Evaluation Program Plan:

Relationship between vehicle type and aggressive driving


Background NHTSA defines aggressive driving as "the operation of a motor vehicle in a manner that endangers or is likely to endanger persons or property." A popular stereotype suggests that some vehicles (body types or styles, makes, models) are driven more aggressively than others. Is that actually true? If so, are the differences "real" or do they merely reflect the demographics of the drivers? Finally, is there anything about the designs or performance of certain vehicles that motivates normally defensive drivers to become more aggressive?

Objectives Establish an estimate of aggressive driving rates by vehicle types. Quantify the aggregate number of aggressive-driving behaviors per vehicle year or mile (violations, culpable crash involvements, etc.) by vehicle body type and style. Disaggregate these aggressive-behavior rates by drivers' age, gender, and other geographic/demographic factors. For drivers who use two or more vehicles, compare their aggressive-behavior rates in the different vehicles - to see if the same person changes their driving style as they move from one vehicle type to another.

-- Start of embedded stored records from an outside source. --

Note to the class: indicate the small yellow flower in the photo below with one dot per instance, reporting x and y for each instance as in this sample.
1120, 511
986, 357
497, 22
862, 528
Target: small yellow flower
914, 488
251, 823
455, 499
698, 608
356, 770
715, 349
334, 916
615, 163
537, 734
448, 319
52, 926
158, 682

Proposed Approach Registration, licensing, violation, crash and possibly mileage (at inspection) data from one or more large States would be linked and jointly analyzed to compute aggressive-behavior rates by vehicle type and driver age/gender. Alternatively, one or more large insurance companies may be able to compute some of these rates from their files. If the data also specify drivers' ZIP codes, they could be linked to geodemographic data indicating average income, education, urbanization. The evaluation could take 2-4 years, depending on the difficulty of acquiring and assembling the data.